No seu Fronteiras Perdidas — Contos para Viajar, a páginas tantas J. Eduardo Agualusa relata o episódio em que o assaltante, de bons modos e viajando num carro de grande estilo, se dirige ao jovem objeto do assalto: “Também dizem que nós destruímos este país. Destruir? Estamos simplesmente a reajustá-lo a África, aos nossos hábitos culturais. Luanda, por exemplo, era uma cidade europeia, um corpo estranho relativamente ao resto do país. Foi preciso corrompê-la para a libertar”. Este livro, como que replicando o bandido, ensaia devolver a Lisboa a imagem de uma condição estrutural que só na escavação histórica e antropológica da usurpação do outro se pode compreender no seu atual reajustamento.
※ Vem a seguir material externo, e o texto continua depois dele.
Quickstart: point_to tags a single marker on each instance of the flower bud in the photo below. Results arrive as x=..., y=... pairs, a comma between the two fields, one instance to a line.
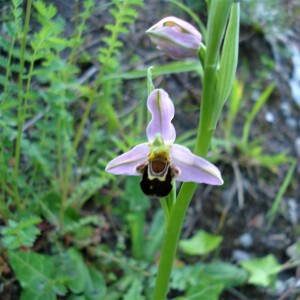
x=176, y=37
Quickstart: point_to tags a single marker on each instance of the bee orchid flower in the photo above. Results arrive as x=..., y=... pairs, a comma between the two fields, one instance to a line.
x=159, y=161
x=177, y=38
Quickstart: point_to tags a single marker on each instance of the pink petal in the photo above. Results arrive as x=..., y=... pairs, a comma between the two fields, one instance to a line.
x=176, y=37
x=162, y=109
x=187, y=27
x=194, y=168
x=127, y=162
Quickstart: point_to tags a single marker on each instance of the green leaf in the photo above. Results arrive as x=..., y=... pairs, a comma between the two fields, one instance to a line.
x=205, y=290
x=95, y=285
x=228, y=61
x=36, y=274
x=22, y=233
x=262, y=270
x=201, y=243
x=135, y=290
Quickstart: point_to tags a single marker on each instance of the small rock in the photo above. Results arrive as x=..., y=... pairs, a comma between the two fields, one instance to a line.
x=291, y=122
x=246, y=240
x=240, y=255
x=269, y=116
x=286, y=109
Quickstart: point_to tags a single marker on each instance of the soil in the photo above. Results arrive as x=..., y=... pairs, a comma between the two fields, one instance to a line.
x=220, y=210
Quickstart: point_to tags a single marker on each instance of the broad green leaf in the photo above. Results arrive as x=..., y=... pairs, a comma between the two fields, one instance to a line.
x=22, y=233
x=205, y=290
x=95, y=285
x=201, y=243
x=135, y=290
x=262, y=270
x=37, y=275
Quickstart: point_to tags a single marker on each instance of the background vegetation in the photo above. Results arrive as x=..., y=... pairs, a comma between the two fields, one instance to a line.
x=73, y=93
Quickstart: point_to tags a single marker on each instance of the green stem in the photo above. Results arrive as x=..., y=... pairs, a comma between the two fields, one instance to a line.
x=216, y=27
x=20, y=102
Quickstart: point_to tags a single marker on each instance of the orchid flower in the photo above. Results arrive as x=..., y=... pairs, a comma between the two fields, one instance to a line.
x=176, y=37
x=160, y=160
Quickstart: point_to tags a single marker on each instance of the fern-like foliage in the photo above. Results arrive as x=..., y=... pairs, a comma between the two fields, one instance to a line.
x=124, y=13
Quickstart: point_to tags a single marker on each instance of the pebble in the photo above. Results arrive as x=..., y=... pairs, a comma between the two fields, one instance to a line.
x=246, y=240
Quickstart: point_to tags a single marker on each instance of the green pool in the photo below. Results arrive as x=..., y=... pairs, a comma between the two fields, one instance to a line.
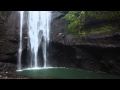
x=66, y=73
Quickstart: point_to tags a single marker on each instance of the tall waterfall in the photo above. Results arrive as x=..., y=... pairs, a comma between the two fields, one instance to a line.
x=20, y=43
x=38, y=35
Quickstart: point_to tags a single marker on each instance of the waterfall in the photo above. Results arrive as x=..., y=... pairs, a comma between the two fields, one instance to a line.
x=20, y=43
x=38, y=23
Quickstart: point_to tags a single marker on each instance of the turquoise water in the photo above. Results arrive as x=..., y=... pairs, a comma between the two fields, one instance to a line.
x=66, y=73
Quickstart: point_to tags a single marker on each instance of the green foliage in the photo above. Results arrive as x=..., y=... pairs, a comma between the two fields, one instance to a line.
x=75, y=21
x=78, y=19
x=104, y=15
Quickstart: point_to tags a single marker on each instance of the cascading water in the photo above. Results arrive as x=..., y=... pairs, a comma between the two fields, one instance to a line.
x=38, y=35
x=20, y=44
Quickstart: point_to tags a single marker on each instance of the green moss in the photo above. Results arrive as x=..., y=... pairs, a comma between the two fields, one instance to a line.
x=76, y=21
x=104, y=15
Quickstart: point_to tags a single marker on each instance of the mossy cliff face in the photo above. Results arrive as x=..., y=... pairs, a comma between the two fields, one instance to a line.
x=83, y=25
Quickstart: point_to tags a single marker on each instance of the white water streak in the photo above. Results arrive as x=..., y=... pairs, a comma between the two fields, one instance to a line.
x=20, y=44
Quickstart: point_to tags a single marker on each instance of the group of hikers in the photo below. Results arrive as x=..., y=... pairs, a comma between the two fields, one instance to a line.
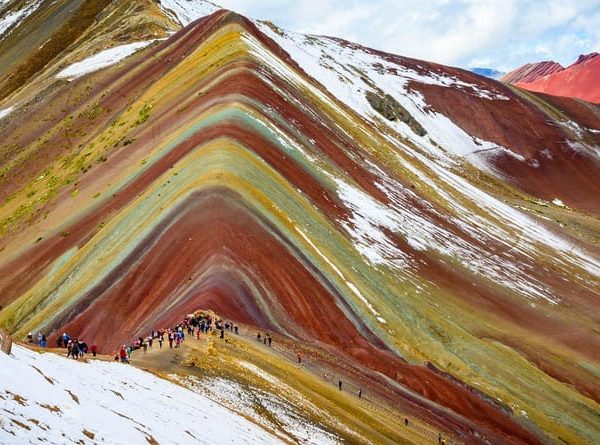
x=193, y=325
x=76, y=347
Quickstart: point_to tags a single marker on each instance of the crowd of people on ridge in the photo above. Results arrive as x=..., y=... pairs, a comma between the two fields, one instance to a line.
x=193, y=325
x=76, y=347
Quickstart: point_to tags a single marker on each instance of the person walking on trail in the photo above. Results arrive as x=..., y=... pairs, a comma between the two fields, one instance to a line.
x=75, y=350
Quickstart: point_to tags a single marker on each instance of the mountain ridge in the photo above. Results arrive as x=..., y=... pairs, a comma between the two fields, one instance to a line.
x=240, y=166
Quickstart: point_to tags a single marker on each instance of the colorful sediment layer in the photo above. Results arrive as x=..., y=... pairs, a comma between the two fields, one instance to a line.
x=440, y=232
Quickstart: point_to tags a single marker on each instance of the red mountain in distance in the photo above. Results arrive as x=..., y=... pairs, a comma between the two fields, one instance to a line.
x=581, y=79
x=532, y=71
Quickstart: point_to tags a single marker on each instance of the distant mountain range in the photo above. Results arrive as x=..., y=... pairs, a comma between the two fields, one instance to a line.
x=488, y=72
x=581, y=79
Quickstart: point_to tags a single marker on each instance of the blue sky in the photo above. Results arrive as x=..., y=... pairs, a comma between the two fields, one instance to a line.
x=500, y=34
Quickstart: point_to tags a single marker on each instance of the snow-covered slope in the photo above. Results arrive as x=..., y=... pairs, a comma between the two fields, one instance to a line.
x=8, y=20
x=102, y=59
x=186, y=11
x=47, y=398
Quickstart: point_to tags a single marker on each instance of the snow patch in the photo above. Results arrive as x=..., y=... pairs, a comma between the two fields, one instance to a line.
x=102, y=60
x=187, y=11
x=11, y=19
x=60, y=400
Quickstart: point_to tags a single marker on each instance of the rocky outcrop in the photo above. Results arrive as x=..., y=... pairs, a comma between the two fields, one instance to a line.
x=389, y=108
x=532, y=71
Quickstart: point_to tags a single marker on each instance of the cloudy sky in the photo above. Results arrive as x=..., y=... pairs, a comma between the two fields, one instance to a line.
x=501, y=34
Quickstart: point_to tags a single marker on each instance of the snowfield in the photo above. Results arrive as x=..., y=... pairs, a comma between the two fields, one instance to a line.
x=51, y=399
x=102, y=60
x=11, y=19
x=186, y=11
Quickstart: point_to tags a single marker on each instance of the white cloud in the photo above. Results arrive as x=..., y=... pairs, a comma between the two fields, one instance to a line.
x=504, y=33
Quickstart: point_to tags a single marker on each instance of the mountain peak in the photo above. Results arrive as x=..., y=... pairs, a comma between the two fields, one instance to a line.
x=585, y=57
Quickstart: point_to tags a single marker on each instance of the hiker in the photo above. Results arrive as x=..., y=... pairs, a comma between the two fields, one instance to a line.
x=75, y=350
x=82, y=347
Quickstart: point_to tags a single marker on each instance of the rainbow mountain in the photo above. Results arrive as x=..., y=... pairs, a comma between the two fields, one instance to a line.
x=434, y=231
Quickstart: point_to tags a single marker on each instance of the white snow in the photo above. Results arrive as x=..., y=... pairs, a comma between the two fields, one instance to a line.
x=186, y=11
x=47, y=398
x=287, y=408
x=102, y=60
x=5, y=112
x=19, y=15
x=342, y=70
x=348, y=72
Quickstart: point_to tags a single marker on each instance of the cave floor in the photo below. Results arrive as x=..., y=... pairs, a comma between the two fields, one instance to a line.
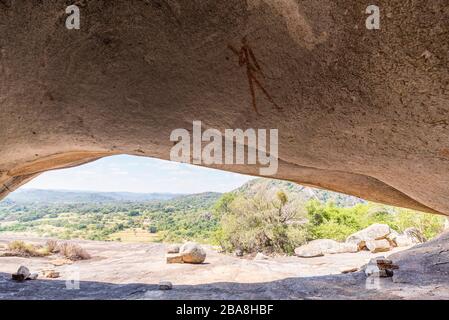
x=133, y=271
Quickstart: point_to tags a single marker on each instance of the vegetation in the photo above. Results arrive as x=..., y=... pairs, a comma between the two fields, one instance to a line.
x=331, y=222
x=22, y=249
x=262, y=216
x=260, y=223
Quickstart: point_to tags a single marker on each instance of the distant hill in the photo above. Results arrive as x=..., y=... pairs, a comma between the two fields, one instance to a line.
x=296, y=191
x=64, y=197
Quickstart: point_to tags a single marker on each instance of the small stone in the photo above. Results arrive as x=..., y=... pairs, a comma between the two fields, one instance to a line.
x=174, y=248
x=350, y=270
x=51, y=274
x=261, y=256
x=32, y=276
x=378, y=245
x=174, y=258
x=22, y=274
x=165, y=285
x=24, y=271
x=192, y=252
x=17, y=277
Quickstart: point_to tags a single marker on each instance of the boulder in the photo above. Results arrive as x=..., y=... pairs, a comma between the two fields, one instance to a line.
x=22, y=274
x=32, y=276
x=392, y=238
x=410, y=237
x=320, y=247
x=192, y=253
x=165, y=285
x=261, y=256
x=375, y=231
x=344, y=248
x=317, y=248
x=380, y=267
x=51, y=274
x=350, y=270
x=378, y=245
x=238, y=253
x=415, y=234
x=174, y=258
x=173, y=248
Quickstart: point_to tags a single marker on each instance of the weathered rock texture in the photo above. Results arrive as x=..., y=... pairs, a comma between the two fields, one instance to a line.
x=364, y=112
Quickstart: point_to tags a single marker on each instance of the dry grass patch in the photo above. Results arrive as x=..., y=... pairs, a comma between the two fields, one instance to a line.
x=21, y=249
x=73, y=251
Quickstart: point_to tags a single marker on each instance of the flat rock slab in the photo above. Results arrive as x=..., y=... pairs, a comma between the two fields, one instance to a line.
x=135, y=271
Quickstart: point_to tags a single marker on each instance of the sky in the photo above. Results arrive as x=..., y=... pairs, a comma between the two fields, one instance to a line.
x=139, y=174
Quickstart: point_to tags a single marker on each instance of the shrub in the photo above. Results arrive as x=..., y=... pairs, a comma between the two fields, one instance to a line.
x=73, y=251
x=52, y=246
x=22, y=249
x=263, y=223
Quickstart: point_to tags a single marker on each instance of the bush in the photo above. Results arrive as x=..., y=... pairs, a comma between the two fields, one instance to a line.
x=52, y=246
x=22, y=249
x=327, y=221
x=263, y=223
x=73, y=251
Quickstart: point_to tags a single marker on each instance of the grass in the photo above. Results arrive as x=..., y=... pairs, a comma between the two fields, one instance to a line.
x=22, y=249
x=135, y=235
x=69, y=250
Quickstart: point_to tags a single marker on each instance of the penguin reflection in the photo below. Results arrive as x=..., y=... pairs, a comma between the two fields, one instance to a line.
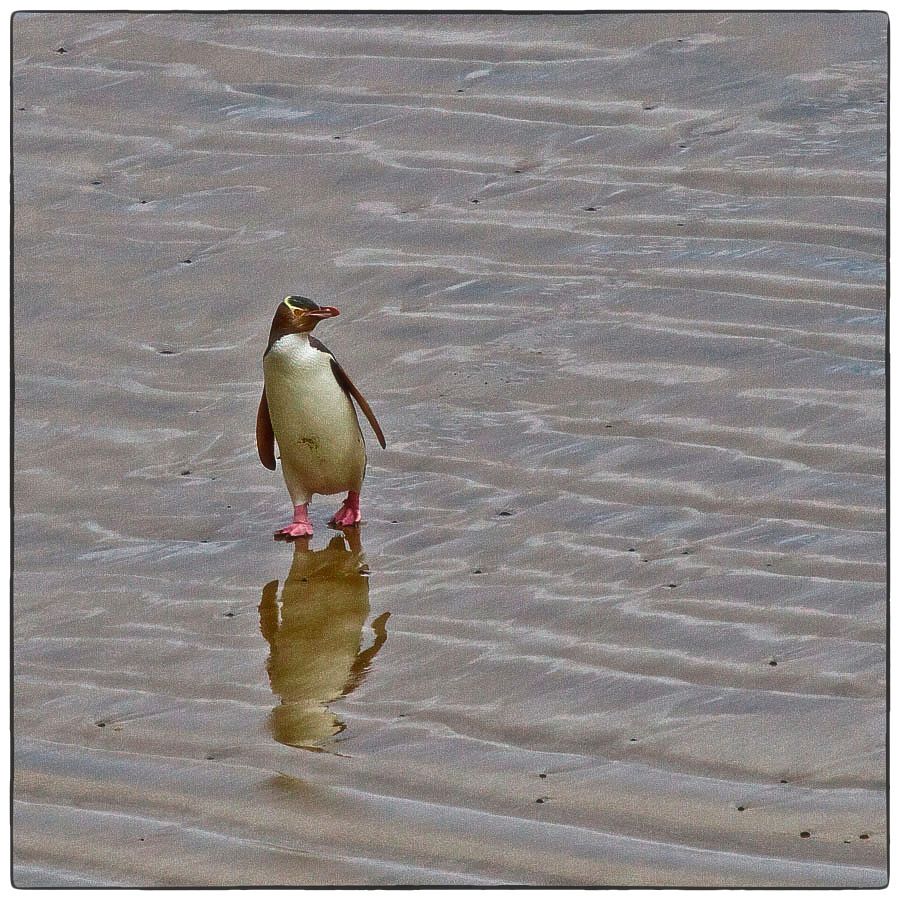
x=315, y=638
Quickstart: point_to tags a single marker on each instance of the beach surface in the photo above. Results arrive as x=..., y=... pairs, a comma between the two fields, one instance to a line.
x=615, y=287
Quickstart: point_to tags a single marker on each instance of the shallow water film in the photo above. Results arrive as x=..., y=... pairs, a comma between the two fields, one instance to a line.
x=615, y=288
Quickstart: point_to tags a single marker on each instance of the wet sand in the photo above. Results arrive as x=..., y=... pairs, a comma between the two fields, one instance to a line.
x=615, y=287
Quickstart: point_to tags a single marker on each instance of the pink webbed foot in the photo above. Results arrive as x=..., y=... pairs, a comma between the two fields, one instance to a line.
x=348, y=515
x=300, y=525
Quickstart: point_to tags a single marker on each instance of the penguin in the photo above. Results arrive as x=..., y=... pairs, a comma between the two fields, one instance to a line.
x=307, y=407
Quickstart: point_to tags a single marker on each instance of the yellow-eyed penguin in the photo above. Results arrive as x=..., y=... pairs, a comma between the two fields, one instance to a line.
x=306, y=407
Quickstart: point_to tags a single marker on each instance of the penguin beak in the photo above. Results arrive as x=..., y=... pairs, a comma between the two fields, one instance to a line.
x=323, y=312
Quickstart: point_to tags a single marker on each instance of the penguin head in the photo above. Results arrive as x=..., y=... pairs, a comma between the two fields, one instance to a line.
x=301, y=315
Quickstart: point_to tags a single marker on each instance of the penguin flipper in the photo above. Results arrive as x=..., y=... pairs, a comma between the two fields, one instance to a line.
x=265, y=437
x=343, y=379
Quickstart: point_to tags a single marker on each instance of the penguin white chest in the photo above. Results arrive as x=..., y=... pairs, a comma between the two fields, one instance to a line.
x=314, y=421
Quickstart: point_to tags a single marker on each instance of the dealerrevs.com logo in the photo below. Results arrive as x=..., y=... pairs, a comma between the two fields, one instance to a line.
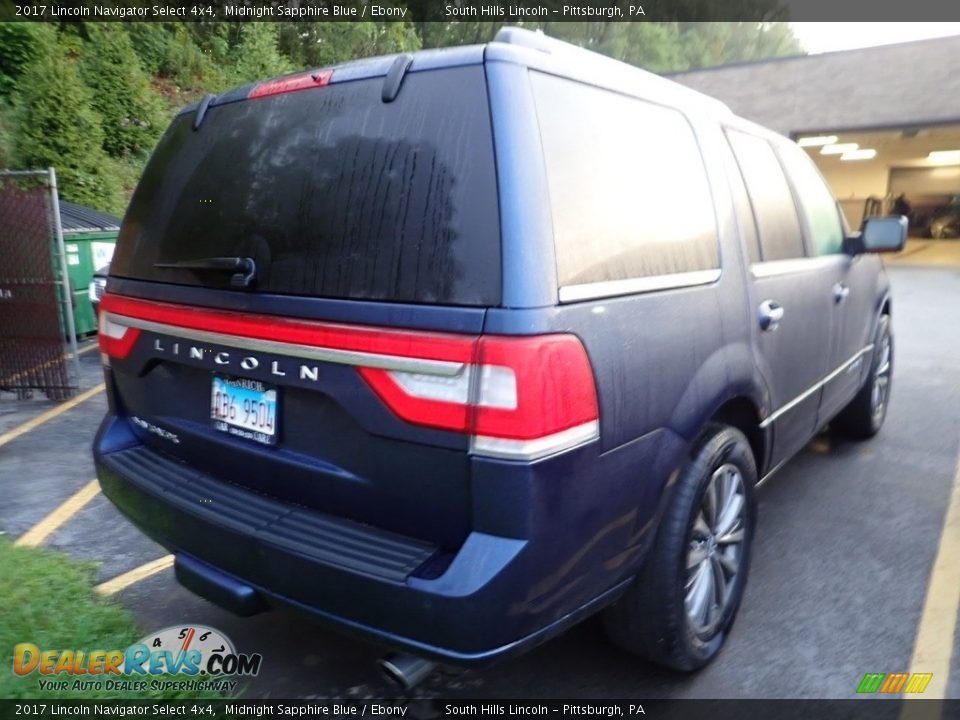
x=192, y=658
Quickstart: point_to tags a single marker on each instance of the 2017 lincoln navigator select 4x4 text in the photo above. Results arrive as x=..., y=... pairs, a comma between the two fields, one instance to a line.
x=455, y=349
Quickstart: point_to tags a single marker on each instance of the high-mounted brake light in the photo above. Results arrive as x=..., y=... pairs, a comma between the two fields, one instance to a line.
x=291, y=83
x=521, y=397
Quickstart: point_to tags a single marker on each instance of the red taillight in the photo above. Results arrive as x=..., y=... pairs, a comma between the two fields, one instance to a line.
x=517, y=397
x=522, y=397
x=291, y=83
x=116, y=340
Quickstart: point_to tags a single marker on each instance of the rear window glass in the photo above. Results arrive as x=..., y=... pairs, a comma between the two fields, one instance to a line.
x=628, y=187
x=332, y=192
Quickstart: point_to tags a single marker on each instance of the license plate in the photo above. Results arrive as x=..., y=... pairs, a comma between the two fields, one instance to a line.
x=245, y=408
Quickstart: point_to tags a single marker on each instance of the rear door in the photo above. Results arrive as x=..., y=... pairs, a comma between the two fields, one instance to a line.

Como evoluirá no futuro a multiculturalidade lisboeta abordada neste livro? O livro não nos responde. Que Lisboa teremos em resultado dessa evolução? Uma Lisboa mais diversa, mais plural, mais democrática? Ou antes uma Lisboa regressiva, cosmopolita sim, mas conservadoramente cosmopolita que atende às reivindicações dos turistas mas não dos imigrantes… mais fechada e segregadora? Receosa dos outros que a procuram como refúgio ou como espaço de oportunidade e emancipação?

“Os ares da cidade libertam”… diziam os subjugados camponeses alemães que rumavam às cidades em busca da sua medieval libertação. Esse era um dramático grito que, paradoxalmente, volta a ecoar hoje, lancinante, por toda a região mediterrânica europeia. Sabemos que outrora os ares da cidade não libertaram como se esperava. E sabemos também que, por aqui, à vista das vagas mediterrânicas, os ares europeus continuam quase tóxicos e irrespiráveis. Temos de continuar a limpá-los. Sem esmorecer. Este livro pode ser visto como uma metafórica higienização do ar que respiramos. Em Lisboa e fora dela. A leitura liberta! — apetece dizer. Daí o meu convencimento de que este livro vai ser lido por gente jovem em busca de ares límpidos de uma cidadania plural e diversa, como aqueles que brotam das reflexões postas neste Lisboa Multicultural.

 

Notas

[1] Recupera-se parcialmente o texto de apresentação pública do livro (8 de julho de 2015).